When you go a little deeper into the world of Ricard, his exploits (and prose) have a dirty romanticism to them when contrasted with the wholesomeness of, for lack of a better known quantity, our very public, albeit virtual, art scene. Saying that sounds like I’m placing some value on seediness for its own sake, and that the art scene is a big ivory boner, always auto-polishing itself to appear publicly toothy, but underneath, privately decayed. Maybe…
The only time the artworld is branded seedy is when, in the global news media, there is a corrupt gallery director or art collector involved in some shady dealings. “That, sadly, is a market at work, and suppressing it would only bestow the seedy glamour of the underground.”
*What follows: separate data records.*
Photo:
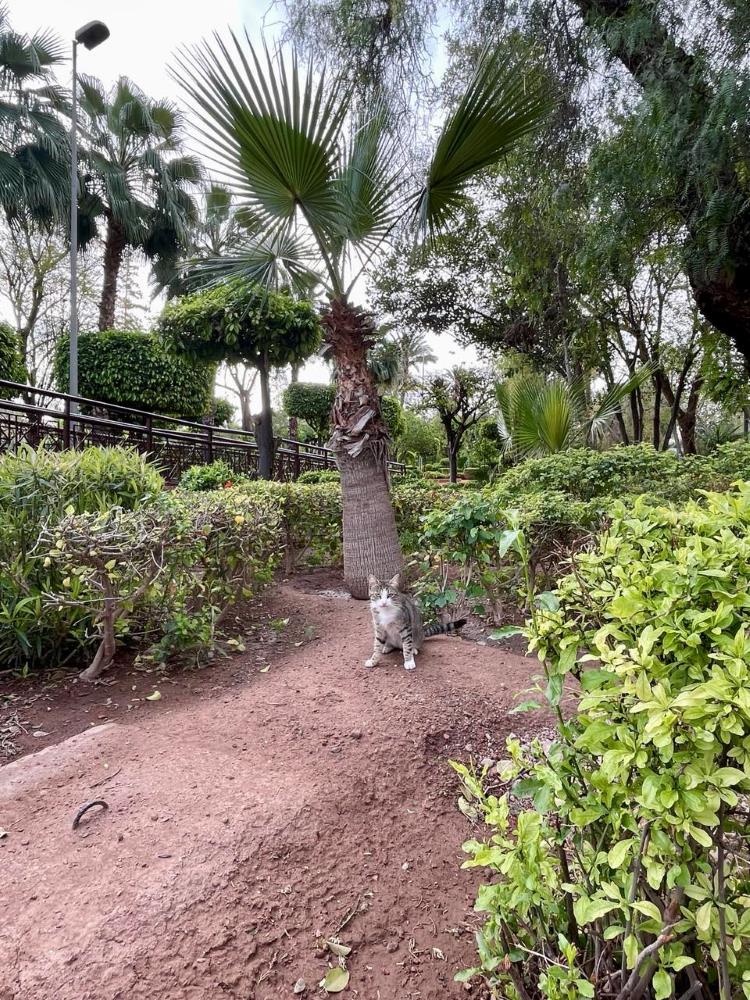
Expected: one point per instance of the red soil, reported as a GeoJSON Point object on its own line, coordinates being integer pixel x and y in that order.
{"type": "Point", "coordinates": [252, 814]}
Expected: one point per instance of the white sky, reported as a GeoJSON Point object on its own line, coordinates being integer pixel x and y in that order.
{"type": "Point", "coordinates": [144, 34]}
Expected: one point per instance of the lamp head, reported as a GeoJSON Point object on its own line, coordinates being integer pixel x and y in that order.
{"type": "Point", "coordinates": [92, 34]}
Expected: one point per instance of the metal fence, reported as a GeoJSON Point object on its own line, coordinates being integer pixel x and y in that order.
{"type": "Point", "coordinates": [58, 420]}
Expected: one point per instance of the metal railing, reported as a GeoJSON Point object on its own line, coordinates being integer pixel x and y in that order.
{"type": "Point", "coordinates": [43, 416]}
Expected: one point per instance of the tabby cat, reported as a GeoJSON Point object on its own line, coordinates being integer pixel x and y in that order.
{"type": "Point", "coordinates": [397, 622]}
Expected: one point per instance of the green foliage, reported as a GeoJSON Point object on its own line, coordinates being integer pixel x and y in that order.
{"type": "Point", "coordinates": [627, 847]}
{"type": "Point", "coordinates": [215, 476]}
{"type": "Point", "coordinates": [135, 370]}
{"type": "Point", "coordinates": [319, 476]}
{"type": "Point", "coordinates": [393, 415]}
{"type": "Point", "coordinates": [236, 321]}
{"type": "Point", "coordinates": [11, 364]}
{"type": "Point", "coordinates": [584, 474]}
{"type": "Point", "coordinates": [311, 401]}
{"type": "Point", "coordinates": [38, 489]}
{"type": "Point", "coordinates": [465, 558]}
{"type": "Point", "coordinates": [421, 439]}
{"type": "Point", "coordinates": [223, 412]}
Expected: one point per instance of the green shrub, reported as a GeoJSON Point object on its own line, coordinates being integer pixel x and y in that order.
{"type": "Point", "coordinates": [319, 476]}
{"type": "Point", "coordinates": [135, 370]}
{"type": "Point", "coordinates": [627, 873]}
{"type": "Point", "coordinates": [310, 520]}
{"type": "Point", "coordinates": [585, 474]}
{"type": "Point", "coordinates": [214, 476]}
{"type": "Point", "coordinates": [42, 483]}
{"type": "Point", "coordinates": [393, 415]}
{"type": "Point", "coordinates": [312, 402]}
{"type": "Point", "coordinates": [465, 561]}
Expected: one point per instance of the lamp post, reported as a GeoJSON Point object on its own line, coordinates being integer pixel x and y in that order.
{"type": "Point", "coordinates": [90, 35]}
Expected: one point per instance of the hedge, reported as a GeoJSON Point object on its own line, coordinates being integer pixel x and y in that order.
{"type": "Point", "coordinates": [135, 370]}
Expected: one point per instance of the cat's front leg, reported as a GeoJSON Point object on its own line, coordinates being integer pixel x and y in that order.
{"type": "Point", "coordinates": [407, 644]}
{"type": "Point", "coordinates": [377, 651]}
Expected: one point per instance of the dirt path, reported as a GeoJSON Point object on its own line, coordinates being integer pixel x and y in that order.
{"type": "Point", "coordinates": [246, 824]}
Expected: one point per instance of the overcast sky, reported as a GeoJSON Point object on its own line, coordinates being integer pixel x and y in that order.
{"type": "Point", "coordinates": [144, 36]}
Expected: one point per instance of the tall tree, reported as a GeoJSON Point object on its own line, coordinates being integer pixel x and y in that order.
{"type": "Point", "coordinates": [696, 107]}
{"type": "Point", "coordinates": [461, 397]}
{"type": "Point", "coordinates": [284, 139]}
{"type": "Point", "coordinates": [139, 183]}
{"type": "Point", "coordinates": [34, 158]}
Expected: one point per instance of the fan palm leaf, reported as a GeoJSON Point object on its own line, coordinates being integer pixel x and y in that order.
{"type": "Point", "coordinates": [501, 105]}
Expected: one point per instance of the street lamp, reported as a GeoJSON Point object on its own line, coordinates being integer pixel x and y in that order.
{"type": "Point", "coordinates": [90, 35]}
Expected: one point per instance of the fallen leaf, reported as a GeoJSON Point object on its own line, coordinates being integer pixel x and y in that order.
{"type": "Point", "coordinates": [338, 948]}
{"type": "Point", "coordinates": [336, 980]}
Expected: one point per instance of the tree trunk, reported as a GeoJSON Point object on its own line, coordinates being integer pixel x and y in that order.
{"type": "Point", "coordinates": [264, 432]}
{"type": "Point", "coordinates": [360, 441]}
{"type": "Point", "coordinates": [453, 462]}
{"type": "Point", "coordinates": [656, 59]}
{"type": "Point", "coordinates": [114, 248]}
{"type": "Point", "coordinates": [293, 422]}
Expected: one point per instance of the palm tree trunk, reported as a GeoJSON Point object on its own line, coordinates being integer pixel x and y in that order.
{"type": "Point", "coordinates": [264, 432]}
{"type": "Point", "coordinates": [360, 440]}
{"type": "Point", "coordinates": [293, 422]}
{"type": "Point", "coordinates": [114, 248]}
Taking into account that the meaning of words change over time, especially in a time of word hijackings for the protest and pronoun economy, ‘seedy’, even when #seedy is used on Instagram as the personification of being #dirty/#sexy, the word still retains the essence of those handed-down meanings, from originally defining a flower that has lost its vibrancy after shedding its seeds, to being the adjective that loiters around sex shops.
Personally I’ve never personified the word seedy in casual speech; the word has always been embedded in a setting rather than a person, like the word ‘uncanny’, i.e., David Lynch’s seedy undertow that threatens to take you away or save you from the shore of hyper normalcy. TV taught me everything.
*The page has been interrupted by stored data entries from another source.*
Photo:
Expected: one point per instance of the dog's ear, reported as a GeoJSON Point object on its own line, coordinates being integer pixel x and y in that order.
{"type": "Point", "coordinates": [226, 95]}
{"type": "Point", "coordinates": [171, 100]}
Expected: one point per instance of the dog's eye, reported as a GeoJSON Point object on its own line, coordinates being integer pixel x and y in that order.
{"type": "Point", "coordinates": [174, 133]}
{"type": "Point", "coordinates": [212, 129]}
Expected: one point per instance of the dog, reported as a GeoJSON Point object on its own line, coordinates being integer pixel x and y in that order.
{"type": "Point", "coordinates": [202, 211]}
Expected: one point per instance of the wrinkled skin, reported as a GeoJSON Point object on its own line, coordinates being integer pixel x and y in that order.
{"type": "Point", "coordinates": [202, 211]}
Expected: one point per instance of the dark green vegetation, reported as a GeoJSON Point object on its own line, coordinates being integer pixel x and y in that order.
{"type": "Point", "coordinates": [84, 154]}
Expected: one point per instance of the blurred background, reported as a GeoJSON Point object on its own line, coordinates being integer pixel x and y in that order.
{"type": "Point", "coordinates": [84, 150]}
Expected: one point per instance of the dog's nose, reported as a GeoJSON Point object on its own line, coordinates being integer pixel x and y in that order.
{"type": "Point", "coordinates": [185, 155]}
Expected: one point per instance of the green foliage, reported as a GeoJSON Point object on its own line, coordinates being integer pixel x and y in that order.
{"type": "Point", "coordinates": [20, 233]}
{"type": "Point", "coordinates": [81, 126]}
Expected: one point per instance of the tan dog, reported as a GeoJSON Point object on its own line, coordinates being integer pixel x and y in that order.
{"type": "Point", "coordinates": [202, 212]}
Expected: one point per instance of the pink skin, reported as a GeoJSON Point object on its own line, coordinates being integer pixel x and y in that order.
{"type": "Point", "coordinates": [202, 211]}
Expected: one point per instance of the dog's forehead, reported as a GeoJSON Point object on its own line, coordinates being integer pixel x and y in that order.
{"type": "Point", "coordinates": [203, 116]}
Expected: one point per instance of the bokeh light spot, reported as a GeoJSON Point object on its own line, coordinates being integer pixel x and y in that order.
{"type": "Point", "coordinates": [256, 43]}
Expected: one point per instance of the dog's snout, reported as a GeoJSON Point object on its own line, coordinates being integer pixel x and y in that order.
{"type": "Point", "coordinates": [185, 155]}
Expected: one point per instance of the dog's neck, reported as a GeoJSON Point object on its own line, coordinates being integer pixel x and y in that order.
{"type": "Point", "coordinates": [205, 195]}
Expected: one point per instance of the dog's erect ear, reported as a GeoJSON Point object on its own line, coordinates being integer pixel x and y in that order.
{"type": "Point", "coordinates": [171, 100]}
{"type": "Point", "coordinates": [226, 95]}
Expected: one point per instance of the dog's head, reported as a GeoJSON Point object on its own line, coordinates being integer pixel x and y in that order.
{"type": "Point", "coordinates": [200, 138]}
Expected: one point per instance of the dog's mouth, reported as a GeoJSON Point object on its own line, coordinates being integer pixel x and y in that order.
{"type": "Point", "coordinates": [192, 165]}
I am still not certain why I have decided to side with seediness here. Perhaps it stems from seedy not fitting in; that seedy is another aesthetic that art cleanly rejects or lacks. Strange thing is, I would call a lot of Bruce Nauman’s art seedy, but Paul McCarthy’s less so. Bruce and Paul get me thinking about how art students sometimes embrace seediness, but if they graduate into the art scene proper they generally clean up their act. Maybe seedy, like it’s namesake, is small, undramatic, private, contained within a pod until its efflorescence as a public, natural ornament to consume.
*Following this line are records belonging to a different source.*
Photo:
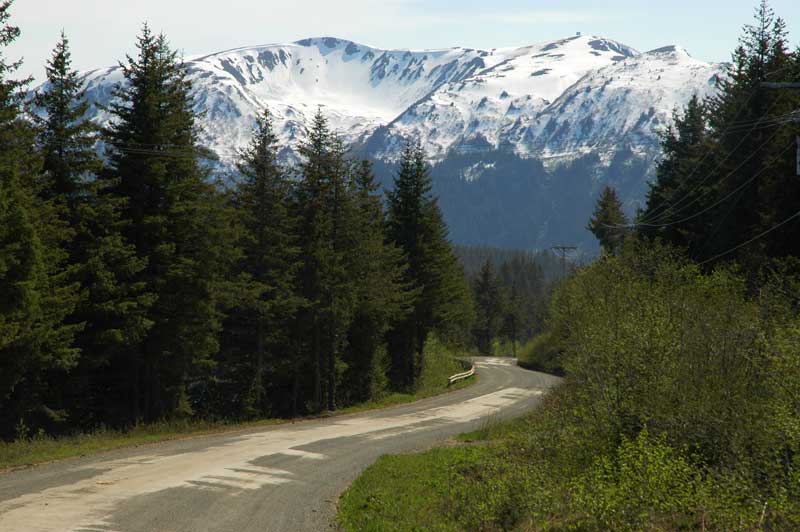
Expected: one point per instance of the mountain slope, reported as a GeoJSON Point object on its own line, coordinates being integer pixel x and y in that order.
{"type": "Point", "coordinates": [543, 126]}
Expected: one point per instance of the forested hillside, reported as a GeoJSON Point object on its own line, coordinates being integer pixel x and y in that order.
{"type": "Point", "coordinates": [137, 286]}
{"type": "Point", "coordinates": [680, 348]}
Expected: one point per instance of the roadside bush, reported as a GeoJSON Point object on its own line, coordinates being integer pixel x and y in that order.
{"type": "Point", "coordinates": [542, 353]}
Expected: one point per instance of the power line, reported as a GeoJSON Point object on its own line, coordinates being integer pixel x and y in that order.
{"type": "Point", "coordinates": [726, 197]}
{"type": "Point", "coordinates": [659, 213]}
{"type": "Point", "coordinates": [757, 237]}
{"type": "Point", "coordinates": [696, 188]}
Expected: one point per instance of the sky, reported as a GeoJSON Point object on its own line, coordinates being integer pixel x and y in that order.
{"type": "Point", "coordinates": [101, 32]}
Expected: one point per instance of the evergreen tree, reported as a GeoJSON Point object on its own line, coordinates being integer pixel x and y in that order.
{"type": "Point", "coordinates": [727, 175]}
{"type": "Point", "coordinates": [682, 186]}
{"type": "Point", "coordinates": [175, 221]}
{"type": "Point", "coordinates": [415, 225]}
{"type": "Point", "coordinates": [754, 185]}
{"type": "Point", "coordinates": [318, 198]}
{"type": "Point", "coordinates": [489, 308]}
{"type": "Point", "coordinates": [256, 346]}
{"type": "Point", "coordinates": [34, 297]}
{"type": "Point", "coordinates": [382, 297]}
{"type": "Point", "coordinates": [66, 137]}
{"type": "Point", "coordinates": [608, 223]}
{"type": "Point", "coordinates": [110, 311]}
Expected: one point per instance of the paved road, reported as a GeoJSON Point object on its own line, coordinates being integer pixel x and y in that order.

In my case, it could be the case of being around too many white walls and artist statements so that seedy emerges in the cracks of my consciousness as something lacking.
The DEEP—SEATED discussions of 2016 opened up a discourse that was less concerned with discipline and impressing on the public a notion about art and the artist being public and wanting to be public. In a sense it was about reigning it all in; not shedding the seeds so the vibrancy and potency remain contained: “sub-cultural” intimates underneath culture, not flagrantly for all to see. There’s something intimate and close quartered about seediness that can’t go beyond the width of a video store in some back-alley in some backwater village.
I think what Glenn Frey of The Eagles said about Hotel California says a lot about continuums of experience and exposure: “It was a journey from innocence into experience.” It’s also like what pornstar Puma Swede says in her memoir My Life as a Pornstar: “Then, while the rest of the [porn] staff was eating dinner, we went over to US Video, a notoriously seedy porn shop…”.